Esta especificação é particularmente significativa, pois esclarece que a noção de ilícito conserva um núcleo conceitual unitário mínimo, tendendo a se decompor em algumas categorias fundamentais de ilícito, que muitas vezes se destacarão do ilícito civil, como é o caso do ilícito penal e do ilícito administrativo. Com efeito, deve-se fraturar a clássica distinção entre o ilícito civil e o administrativo, aquele restrito à lesão da esfera jurídica patrimonial no âmbito de um interesse privado (situações jurídicas subjetivas), enquanto a reação ao ilícito administrativo visa proteger um interesse público. O caráter disciplinar da responsabilidade administrativa ressaí das sanções previstas no artigo 127 lei 8.112/90 e na Lei de Improbidade Administrativa (Lei 8.429/92). No âmbito do direito sancionador, não se aplica a exigência constitucional de comprovação de dolo ou culpa em sentido amplo, pois é da essência das sanções punitivas a sua justificação por um comportamento extremamente reprovável. Assim, todas as garantias do direito penal são reconhecidas ao ilícito administrativo. Ocasionalmente, a exigência de uma culpa grave pode gerar distorções, pois erros grosseiros podem causar pequenos prejuízos, enquanto erros moderados podem gerar danos bilionários.

Subjacente aos retóricos fins da MP 966, percebe-se aqui o receio da equipe econômica do governo (por isto a MP foi assinada pelo Ministro da Fazenda e não pelo Ministro da Justiça) com uma "disparada" de ações de improbidade administrativa contra agentes políticos pelas eventuais consequências deletérias de medidas "de combate aos efeitos econômicos e sociais decorrentes da pandemia da covid-19" (inc.II, art. 1º). Já se afirmava que o artigo 28 da lei 13.665/18 (LINDB) havia revogado o artigo 10 da LIA, no trecho em que permitia a responsabilização por ato de improbidade que causasse prejuízo ao erário apenas por culpa, mitigando o sancionamento do agente para as hipóteses em que apenas foi inábil no trato das regras de direito público. Essa interpretação é posta em xeque pelo próprio artigo 2º, § 2º da LINDB - "A lei nova, que estabeleça disposições gerais ou especiais a par das já existentes, não revoga nem modifica a lei anterior", porém a especificação da culpa grave na improbidade administrativa espelha uma orientação jurisprudencial do STJ. A MP 966 procurou consolidar esse entendimento para um momento gravíssimo de forma a poupar de sanções administrativas o agente que se conduz no referencial de "administrador médio" ao ter avaliada a razoabilidade de seus atos.
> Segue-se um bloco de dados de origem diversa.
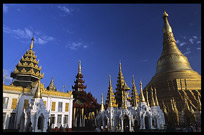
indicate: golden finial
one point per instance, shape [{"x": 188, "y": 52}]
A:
[
  {"x": 133, "y": 81},
  {"x": 120, "y": 67},
  {"x": 181, "y": 84},
  {"x": 147, "y": 99},
  {"x": 31, "y": 46},
  {"x": 125, "y": 87},
  {"x": 79, "y": 66},
  {"x": 166, "y": 28},
  {"x": 152, "y": 100},
  {"x": 125, "y": 98},
  {"x": 110, "y": 101},
  {"x": 174, "y": 103},
  {"x": 142, "y": 99},
  {"x": 4, "y": 78},
  {"x": 102, "y": 106},
  {"x": 186, "y": 106},
  {"x": 155, "y": 94},
  {"x": 172, "y": 106},
  {"x": 109, "y": 80},
  {"x": 134, "y": 92},
  {"x": 164, "y": 107},
  {"x": 38, "y": 93},
  {"x": 185, "y": 85},
  {"x": 198, "y": 104}
]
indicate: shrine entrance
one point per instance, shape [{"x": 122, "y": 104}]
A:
[{"x": 126, "y": 124}]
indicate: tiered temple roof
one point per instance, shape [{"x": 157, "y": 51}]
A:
[
  {"x": 27, "y": 69},
  {"x": 110, "y": 96}
]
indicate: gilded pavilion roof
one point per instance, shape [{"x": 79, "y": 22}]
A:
[{"x": 28, "y": 64}]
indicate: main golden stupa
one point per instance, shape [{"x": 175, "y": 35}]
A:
[{"x": 174, "y": 76}]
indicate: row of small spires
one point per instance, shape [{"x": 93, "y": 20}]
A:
[{"x": 154, "y": 101}]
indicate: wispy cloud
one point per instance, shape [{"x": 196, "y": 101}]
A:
[
  {"x": 26, "y": 33},
  {"x": 66, "y": 10},
  {"x": 76, "y": 45}
]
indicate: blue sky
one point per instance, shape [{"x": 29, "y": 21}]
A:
[{"x": 101, "y": 35}]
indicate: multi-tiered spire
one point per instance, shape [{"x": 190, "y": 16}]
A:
[
  {"x": 110, "y": 100},
  {"x": 102, "y": 106},
  {"x": 142, "y": 99},
  {"x": 119, "y": 87},
  {"x": 38, "y": 92},
  {"x": 27, "y": 70},
  {"x": 171, "y": 58},
  {"x": 152, "y": 98},
  {"x": 134, "y": 97},
  {"x": 52, "y": 86},
  {"x": 79, "y": 86},
  {"x": 174, "y": 67}
]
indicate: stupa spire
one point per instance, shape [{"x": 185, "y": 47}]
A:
[
  {"x": 79, "y": 66},
  {"x": 52, "y": 86},
  {"x": 152, "y": 100},
  {"x": 167, "y": 28},
  {"x": 38, "y": 92},
  {"x": 134, "y": 93},
  {"x": 110, "y": 96},
  {"x": 142, "y": 99},
  {"x": 102, "y": 106},
  {"x": 119, "y": 87},
  {"x": 147, "y": 99},
  {"x": 198, "y": 104},
  {"x": 156, "y": 100},
  {"x": 178, "y": 61}
]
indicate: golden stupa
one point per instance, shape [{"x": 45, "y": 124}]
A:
[{"x": 174, "y": 76}]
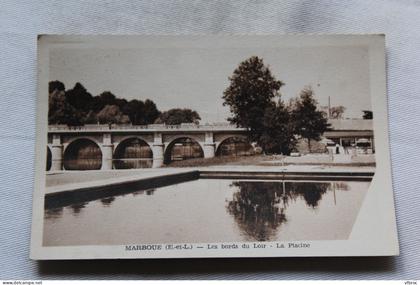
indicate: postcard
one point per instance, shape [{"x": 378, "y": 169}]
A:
[{"x": 212, "y": 146}]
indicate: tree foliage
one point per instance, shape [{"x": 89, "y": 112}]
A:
[
  {"x": 178, "y": 116},
  {"x": 251, "y": 91},
  {"x": 278, "y": 132},
  {"x": 337, "y": 112},
  {"x": 367, "y": 115},
  {"x": 111, "y": 114},
  {"x": 309, "y": 122},
  {"x": 77, "y": 106},
  {"x": 254, "y": 101},
  {"x": 60, "y": 111}
]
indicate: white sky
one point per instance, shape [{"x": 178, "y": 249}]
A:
[{"x": 196, "y": 77}]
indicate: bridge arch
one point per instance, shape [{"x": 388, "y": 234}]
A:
[
  {"x": 82, "y": 154},
  {"x": 237, "y": 145},
  {"x": 49, "y": 158},
  {"x": 133, "y": 152},
  {"x": 183, "y": 148}
]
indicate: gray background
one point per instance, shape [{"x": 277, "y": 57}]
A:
[{"x": 21, "y": 21}]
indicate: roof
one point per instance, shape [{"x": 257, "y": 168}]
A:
[{"x": 350, "y": 124}]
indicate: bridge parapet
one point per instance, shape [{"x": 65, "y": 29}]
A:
[{"x": 142, "y": 128}]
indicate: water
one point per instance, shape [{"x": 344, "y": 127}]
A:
[{"x": 211, "y": 210}]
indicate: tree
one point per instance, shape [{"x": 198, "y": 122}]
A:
[
  {"x": 309, "y": 122},
  {"x": 251, "y": 92},
  {"x": 111, "y": 114},
  {"x": 78, "y": 97},
  {"x": 178, "y": 116},
  {"x": 134, "y": 109},
  {"x": 60, "y": 111},
  {"x": 151, "y": 112},
  {"x": 277, "y": 135},
  {"x": 55, "y": 85},
  {"x": 367, "y": 115},
  {"x": 337, "y": 112}
]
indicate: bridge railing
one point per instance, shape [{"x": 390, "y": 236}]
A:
[{"x": 113, "y": 127}]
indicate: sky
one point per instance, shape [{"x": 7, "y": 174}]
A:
[{"x": 195, "y": 78}]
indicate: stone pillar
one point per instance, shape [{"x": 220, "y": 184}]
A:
[
  {"x": 157, "y": 149},
  {"x": 107, "y": 151},
  {"x": 209, "y": 145},
  {"x": 56, "y": 154}
]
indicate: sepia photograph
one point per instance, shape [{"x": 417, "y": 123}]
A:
[{"x": 208, "y": 142}]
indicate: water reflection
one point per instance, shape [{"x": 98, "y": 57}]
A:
[
  {"x": 54, "y": 213},
  {"x": 256, "y": 208},
  {"x": 77, "y": 208},
  {"x": 211, "y": 210},
  {"x": 259, "y": 208},
  {"x": 107, "y": 201}
]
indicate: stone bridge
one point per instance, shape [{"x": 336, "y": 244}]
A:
[{"x": 154, "y": 143}]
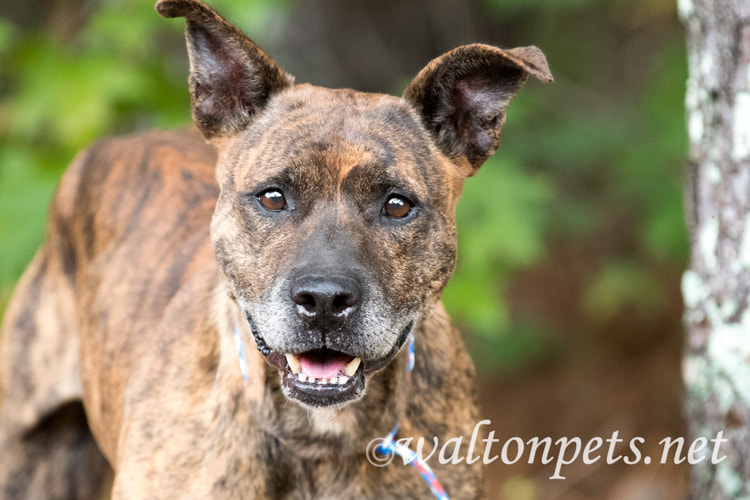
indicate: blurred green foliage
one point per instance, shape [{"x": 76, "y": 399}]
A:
[{"x": 596, "y": 156}]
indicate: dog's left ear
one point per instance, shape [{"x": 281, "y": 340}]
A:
[
  {"x": 462, "y": 96},
  {"x": 231, "y": 78}
]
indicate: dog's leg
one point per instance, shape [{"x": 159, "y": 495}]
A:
[{"x": 46, "y": 447}]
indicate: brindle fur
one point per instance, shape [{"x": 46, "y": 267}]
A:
[{"x": 117, "y": 357}]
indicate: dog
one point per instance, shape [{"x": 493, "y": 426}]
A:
[{"x": 314, "y": 224}]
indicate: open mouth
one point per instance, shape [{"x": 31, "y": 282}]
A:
[{"x": 323, "y": 377}]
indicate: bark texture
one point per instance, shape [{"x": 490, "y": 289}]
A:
[{"x": 716, "y": 366}]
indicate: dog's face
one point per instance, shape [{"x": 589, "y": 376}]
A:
[
  {"x": 335, "y": 224},
  {"x": 335, "y": 230}
]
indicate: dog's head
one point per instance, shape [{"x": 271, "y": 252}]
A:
[{"x": 335, "y": 223}]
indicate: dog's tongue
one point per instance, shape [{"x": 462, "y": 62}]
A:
[{"x": 323, "y": 364}]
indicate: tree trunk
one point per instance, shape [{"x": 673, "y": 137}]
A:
[{"x": 715, "y": 289}]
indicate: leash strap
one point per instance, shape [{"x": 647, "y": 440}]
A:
[{"x": 388, "y": 446}]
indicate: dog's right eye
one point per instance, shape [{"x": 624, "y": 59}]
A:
[{"x": 272, "y": 200}]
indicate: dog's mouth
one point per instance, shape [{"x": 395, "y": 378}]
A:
[{"x": 323, "y": 377}]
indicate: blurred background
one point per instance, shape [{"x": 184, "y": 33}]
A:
[{"x": 571, "y": 239}]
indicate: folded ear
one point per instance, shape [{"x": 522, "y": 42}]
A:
[
  {"x": 462, "y": 96},
  {"x": 231, "y": 78}
]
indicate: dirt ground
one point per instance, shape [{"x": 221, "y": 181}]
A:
[{"x": 622, "y": 375}]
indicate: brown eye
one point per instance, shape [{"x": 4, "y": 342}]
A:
[
  {"x": 397, "y": 207},
  {"x": 273, "y": 200}
]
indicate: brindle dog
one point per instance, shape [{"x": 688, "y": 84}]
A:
[{"x": 326, "y": 242}]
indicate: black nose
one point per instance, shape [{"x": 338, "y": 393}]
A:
[{"x": 326, "y": 298}]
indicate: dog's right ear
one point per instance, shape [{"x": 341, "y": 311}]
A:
[{"x": 231, "y": 78}]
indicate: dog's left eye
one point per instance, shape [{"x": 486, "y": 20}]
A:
[
  {"x": 272, "y": 200},
  {"x": 397, "y": 207}
]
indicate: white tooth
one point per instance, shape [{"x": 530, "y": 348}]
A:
[
  {"x": 293, "y": 362},
  {"x": 351, "y": 367}
]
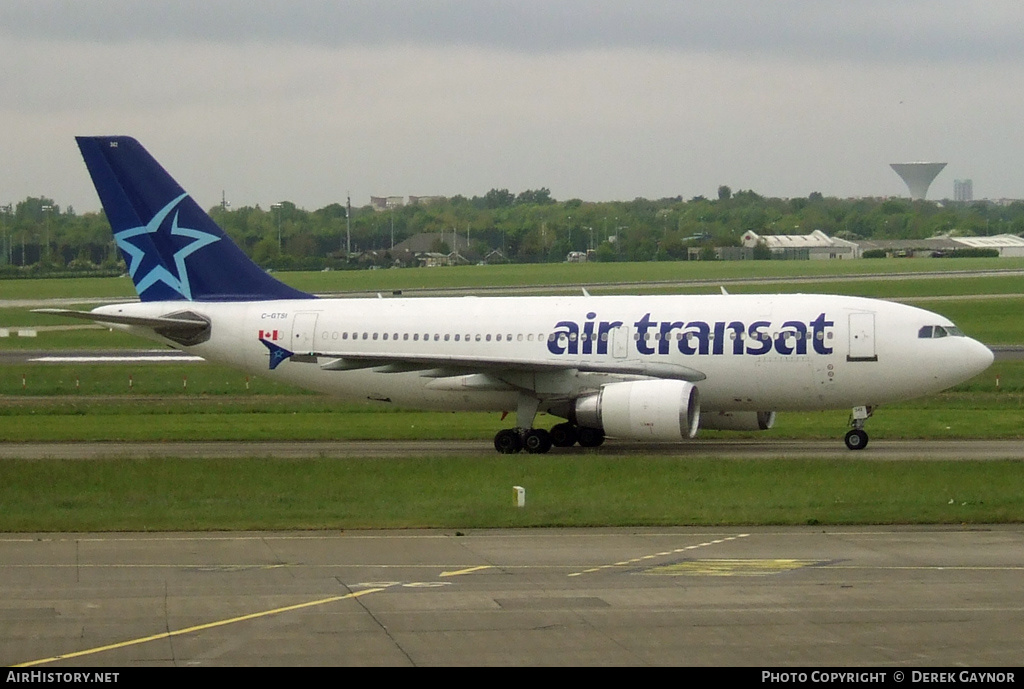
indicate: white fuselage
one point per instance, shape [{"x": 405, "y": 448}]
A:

Ao indevidamente aglutinar responsabilidade civil e administrativa sem que se estabelecessem parâmetros específicos em suas funcionalidades ínsitas, a MP 966 culmina por demostrar a necessidade do refinamento de conceitos e de suas potencialidades práticas. O ato ilícito, explica MASSIMO BIANCA, não é a mera ocorrência de danos, mas um fato humano lesivo de interesses tutelados. Uma coisa é a relevância jurídica do fato como ilícito, outra, a injustiça do dano, que se coloca no plano da eficácia do ato ilícito, isto é, sob o plano de consequências que a norma remete a este e que se exprimem no juízo de responsabilidade. O ilícito se insere no plano da antijuridicidade, pois consiste pela sua natureza em um ato humano contrário ao direito (L'inibitore come remedio di prevenzione dell'illecito. In: Studi in onore di Nicolò Lipari, p. 136-137). Se o art. 1º da MP 966 se restringisse à responsabilidade administrativa poderíamos avançar em uma necessária discussão. Contudo, ao introduzir a responsabilidade civil, culminou por entorpecer conceitos que não lhe dizem respeito.